- Official name: Hayle Power Station
- Country: England
- Location: Cornwall, South West England
- Coordinates: 50°11′32″N 5°25′47″W﻿ / ﻿50.1922°N 5.4297°W
- Commission date: 1910
- Decommission date: 1973
- Operator: Cornwall Electric Power Company

Thermal power station
- Primary fuel: Coal

= Hayle Power Station =

Hayle Power Station was a coal-fired power station situated at the mouth of the River Hayle, at Hayle in Cornwall, South West England.

==History==
On 13 March 1910, Harvey & Co of Hayle signed an agreement with the Cornwall Electric Power Company, for them to build a power station on land owned by Harveys. Stage 1 of the station's construction was completed by Carkeeks of Redruth. It began on 7 May 1910, and was completed thirty weeks later on 12 December 1910 and generation began.

Initially the station used a single 900 kilowatt (kW) Belliss and Morcom (B&M) steam turbine, supplied with steam by two Babcock & Wilcox boilers. This powered a Dick, Kerr & Co. alternator. In 1911 a 500 kW (B&M) was added, to use steam from the first turbine. This powered a Lancashire Dynamo alternator. Another two identical generating sets were added between 1912 and 1913. Between 1914 and 1916, two 3,000 kW Richardsons Westgarth & Company, each supplied with steam by two Babcock & Wilcox boilers. This brought the station's generating capacity to 8,800 kW.
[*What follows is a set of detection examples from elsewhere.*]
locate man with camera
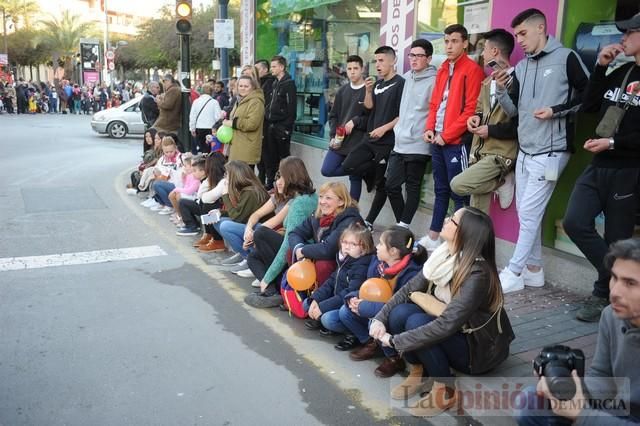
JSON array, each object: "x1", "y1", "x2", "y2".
[
  {"x1": 563, "y1": 13, "x2": 640, "y2": 322},
  {"x1": 515, "y1": 239, "x2": 640, "y2": 425}
]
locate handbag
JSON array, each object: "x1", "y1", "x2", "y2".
[
  {"x1": 409, "y1": 281, "x2": 447, "y2": 317},
  {"x1": 596, "y1": 67, "x2": 640, "y2": 138}
]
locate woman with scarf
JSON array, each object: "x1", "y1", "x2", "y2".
[
  {"x1": 222, "y1": 75, "x2": 264, "y2": 168},
  {"x1": 369, "y1": 207, "x2": 514, "y2": 417},
  {"x1": 289, "y1": 182, "x2": 364, "y2": 292}
]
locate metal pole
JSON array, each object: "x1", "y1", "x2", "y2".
[
  {"x1": 178, "y1": 34, "x2": 191, "y2": 152},
  {"x1": 2, "y1": 7, "x2": 9, "y2": 55},
  {"x1": 102, "y1": 0, "x2": 111, "y2": 84},
  {"x1": 218, "y1": 0, "x2": 229, "y2": 83}
]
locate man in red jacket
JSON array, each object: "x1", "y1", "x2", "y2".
[{"x1": 421, "y1": 24, "x2": 484, "y2": 251}]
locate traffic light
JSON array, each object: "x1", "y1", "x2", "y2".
[{"x1": 176, "y1": 0, "x2": 192, "y2": 34}]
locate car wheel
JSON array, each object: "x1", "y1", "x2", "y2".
[{"x1": 107, "y1": 121, "x2": 127, "y2": 139}]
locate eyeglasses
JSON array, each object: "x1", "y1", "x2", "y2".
[{"x1": 446, "y1": 216, "x2": 459, "y2": 226}]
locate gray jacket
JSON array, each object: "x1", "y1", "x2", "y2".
[
  {"x1": 497, "y1": 36, "x2": 589, "y2": 155},
  {"x1": 575, "y1": 306, "x2": 640, "y2": 426},
  {"x1": 393, "y1": 65, "x2": 438, "y2": 155}
]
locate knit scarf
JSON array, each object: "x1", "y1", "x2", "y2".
[{"x1": 422, "y1": 243, "x2": 456, "y2": 304}]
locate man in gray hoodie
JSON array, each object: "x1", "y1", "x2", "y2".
[
  {"x1": 385, "y1": 39, "x2": 437, "y2": 228},
  {"x1": 492, "y1": 9, "x2": 589, "y2": 293},
  {"x1": 514, "y1": 239, "x2": 640, "y2": 426}
]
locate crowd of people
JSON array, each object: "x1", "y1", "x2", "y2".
[
  {"x1": 122, "y1": 9, "x2": 640, "y2": 424},
  {"x1": 0, "y1": 78, "x2": 142, "y2": 115}
]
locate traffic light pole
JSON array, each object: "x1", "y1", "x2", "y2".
[{"x1": 178, "y1": 34, "x2": 191, "y2": 152}]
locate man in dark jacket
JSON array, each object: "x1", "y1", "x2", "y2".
[
  {"x1": 563, "y1": 14, "x2": 640, "y2": 322},
  {"x1": 255, "y1": 59, "x2": 275, "y2": 184},
  {"x1": 263, "y1": 56, "x2": 296, "y2": 190},
  {"x1": 140, "y1": 81, "x2": 160, "y2": 129}
]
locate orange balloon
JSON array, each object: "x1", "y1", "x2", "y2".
[
  {"x1": 358, "y1": 278, "x2": 393, "y2": 303},
  {"x1": 287, "y1": 259, "x2": 316, "y2": 291}
]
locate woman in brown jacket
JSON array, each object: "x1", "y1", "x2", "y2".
[
  {"x1": 369, "y1": 207, "x2": 514, "y2": 417},
  {"x1": 222, "y1": 75, "x2": 264, "y2": 167}
]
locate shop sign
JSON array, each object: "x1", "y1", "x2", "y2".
[
  {"x1": 240, "y1": 0, "x2": 255, "y2": 65},
  {"x1": 380, "y1": 0, "x2": 416, "y2": 73}
]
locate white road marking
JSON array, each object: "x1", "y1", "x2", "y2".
[{"x1": 0, "y1": 246, "x2": 167, "y2": 272}]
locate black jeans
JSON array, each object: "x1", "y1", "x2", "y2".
[
  {"x1": 385, "y1": 151, "x2": 431, "y2": 225},
  {"x1": 562, "y1": 165, "x2": 640, "y2": 298},
  {"x1": 342, "y1": 141, "x2": 393, "y2": 223},
  {"x1": 262, "y1": 123, "x2": 291, "y2": 189},
  {"x1": 247, "y1": 226, "x2": 284, "y2": 289}
]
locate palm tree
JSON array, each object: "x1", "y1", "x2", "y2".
[
  {"x1": 0, "y1": 0, "x2": 40, "y2": 29},
  {"x1": 41, "y1": 10, "x2": 96, "y2": 78}
]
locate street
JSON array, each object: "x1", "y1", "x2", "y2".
[{"x1": 0, "y1": 114, "x2": 436, "y2": 425}]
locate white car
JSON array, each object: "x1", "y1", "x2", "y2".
[{"x1": 91, "y1": 97, "x2": 144, "y2": 139}]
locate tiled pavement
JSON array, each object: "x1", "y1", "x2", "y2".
[{"x1": 491, "y1": 285, "x2": 598, "y2": 377}]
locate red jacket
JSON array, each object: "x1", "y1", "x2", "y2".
[{"x1": 425, "y1": 54, "x2": 484, "y2": 145}]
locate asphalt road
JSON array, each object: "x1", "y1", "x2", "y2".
[{"x1": 0, "y1": 115, "x2": 467, "y2": 425}]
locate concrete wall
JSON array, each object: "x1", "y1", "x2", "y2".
[{"x1": 291, "y1": 142, "x2": 596, "y2": 295}]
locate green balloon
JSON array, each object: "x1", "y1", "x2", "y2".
[{"x1": 216, "y1": 126, "x2": 233, "y2": 143}]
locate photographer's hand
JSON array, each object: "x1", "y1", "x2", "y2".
[{"x1": 536, "y1": 370, "x2": 586, "y2": 421}]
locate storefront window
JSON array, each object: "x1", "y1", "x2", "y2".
[
  {"x1": 256, "y1": 0, "x2": 380, "y2": 139},
  {"x1": 416, "y1": 0, "x2": 491, "y2": 66}
]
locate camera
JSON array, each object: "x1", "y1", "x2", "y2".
[{"x1": 533, "y1": 345, "x2": 584, "y2": 401}]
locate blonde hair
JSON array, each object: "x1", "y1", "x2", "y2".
[{"x1": 316, "y1": 182, "x2": 358, "y2": 218}]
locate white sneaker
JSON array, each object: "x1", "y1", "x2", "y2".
[
  {"x1": 500, "y1": 266, "x2": 524, "y2": 293},
  {"x1": 522, "y1": 266, "x2": 544, "y2": 287},
  {"x1": 234, "y1": 269, "x2": 256, "y2": 278},
  {"x1": 418, "y1": 235, "x2": 442, "y2": 254},
  {"x1": 496, "y1": 172, "x2": 515, "y2": 210}
]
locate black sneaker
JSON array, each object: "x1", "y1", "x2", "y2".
[{"x1": 576, "y1": 296, "x2": 609, "y2": 322}]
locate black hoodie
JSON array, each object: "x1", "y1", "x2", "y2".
[
  {"x1": 582, "y1": 62, "x2": 640, "y2": 168},
  {"x1": 264, "y1": 73, "x2": 296, "y2": 131}
]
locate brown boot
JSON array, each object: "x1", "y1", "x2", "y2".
[
  {"x1": 374, "y1": 355, "x2": 404, "y2": 379},
  {"x1": 193, "y1": 232, "x2": 213, "y2": 247},
  {"x1": 349, "y1": 339, "x2": 378, "y2": 361},
  {"x1": 391, "y1": 364, "x2": 427, "y2": 401},
  {"x1": 198, "y1": 239, "x2": 227, "y2": 253},
  {"x1": 409, "y1": 382, "x2": 458, "y2": 417}
]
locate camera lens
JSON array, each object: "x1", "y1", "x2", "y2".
[{"x1": 544, "y1": 364, "x2": 576, "y2": 401}]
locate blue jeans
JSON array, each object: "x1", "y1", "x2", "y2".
[
  {"x1": 153, "y1": 180, "x2": 176, "y2": 207},
  {"x1": 429, "y1": 145, "x2": 469, "y2": 232},
  {"x1": 320, "y1": 149, "x2": 362, "y2": 201},
  {"x1": 320, "y1": 310, "x2": 349, "y2": 334},
  {"x1": 213, "y1": 217, "x2": 249, "y2": 259},
  {"x1": 387, "y1": 303, "x2": 469, "y2": 378},
  {"x1": 514, "y1": 386, "x2": 573, "y2": 426}
]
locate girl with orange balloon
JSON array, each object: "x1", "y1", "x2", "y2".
[
  {"x1": 322, "y1": 226, "x2": 427, "y2": 377},
  {"x1": 304, "y1": 222, "x2": 374, "y2": 335}
]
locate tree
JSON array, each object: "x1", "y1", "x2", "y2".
[
  {"x1": 0, "y1": 0, "x2": 40, "y2": 29},
  {"x1": 40, "y1": 10, "x2": 98, "y2": 79}
]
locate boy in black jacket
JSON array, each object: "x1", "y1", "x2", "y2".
[
  {"x1": 563, "y1": 13, "x2": 640, "y2": 322},
  {"x1": 262, "y1": 56, "x2": 297, "y2": 190}
]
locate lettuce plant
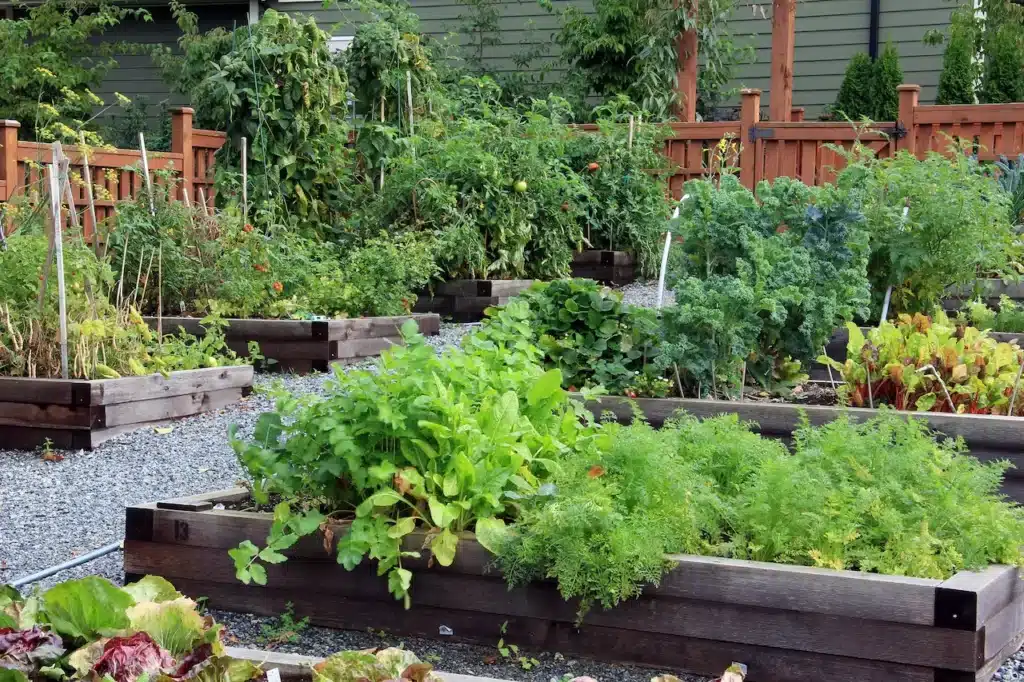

In 1928 a 7,500 kW British Thomson-Houston (BTH) turbo-alternator was added, supplied with steam from the Babcock & Wilcox boilers. In 1929, a 500 kW Parsons turbo alternator was moved to the station from Carn Brea Power Station, along with a Babcock & Wilcox boiler, but they were never satisfactory and were removed by 1935.

In 1932, a 10,000 kW English Electric turbo-alternator was added, provided for by a Sterling boiler. In 1933 the station was connected to the National Grid, so electricity could be imported or exported by the company. A 300 kW English Electric turbo alternator was installed in 1935, primarily for pumping circulatory water around the station in case of a shut down. By this time the station's nameplate generating capacity was 36,600 kW, but in 1936, the first six generating units were put up for sale as scrap, bringing the capacity down to 27,800 kW.

In 1938, Imperial Chemical Industries built the British Ethyl Works near to the power station, and the station provided it directly with electricity at 11 kilovolts. The works also used the station's waste hot water. Associated Octel took over using the station's water in 1948. In December 1938, heavy snow fell on England and for the first time the station was required to operate at maximum capacity.

In 1939, a 15,000 kW English Electric turbo alternator was added, provided with steam by a Sterling boiler. However this created problems with high water temperature and cooling problems on low tides, and so a dam was built near the station.

In 1947, another 15,000 kW English Electric turbo alternator was added, provided with steam by two Sterling boilers. In 1949, a 20,000 kW English Electric turbo alternator was added, with a Yarrow boiler. In 1959, another 20,000 kW turbo alternator was added, this time provided by BTH, as well as another Yarrow boiler. This brought the station's generating capacity to its highest, at over 70,000 kW.

In 1972, some of the station's older generating sets were taken out of service, the installed capacity was reduced to 66.3 MW. In September 1973, Associated Octel closed and ceased to take the station's hot water. This, combined with large, modern stations taking base load, led to the station rarely being called upon to generate, and it closed by the end of the year.

The high pressure boiler plant comprised two Stirling boilers each 100,000 pounds per hour, two Yarrow boilers each 200,000 lb/hr these had a working pressure of 425 psi and 825 °F (29.3 bar, 441 °C). The low pressure plant comprised two Babcock & Wilcox 50,000 lb/hr boilers, one Babcock & Wilcox 60,000 lb/hr boiler, and two Stirling 100,000 lb/hr boilers; these operated at 250 psi and 730 °F (17.2 bar, 388 °C)(one at 825 °F, 441 °C).

The capacity and electricity output of the station was as follows.

Hayle generating capacity and electricity supplied
| Year | Capacity MW | Output GWh |
|---|---|---|
| 1954 | 64 | 254.659 |
| 1955 | 64 | 246.119 |
| 1956 | 64 | 226.847 |
| 1957 | 64 | 214.959 |
| 1958 | 64 | 185.554 |
| 1961 | 83 | 136.175 |
| 1962 | 83 | 60.456 |
| 1963 | 83 | 139.893 |
| 1967 | 83 | 159.003 |
| 1971 | 43 | 70.206 |

The station's two chimneys were demolished in June 1981. The station's turbine hall and boiler room were demolished the following December. To fit with an agreement made before the station's construction, the site was cleared following demolition.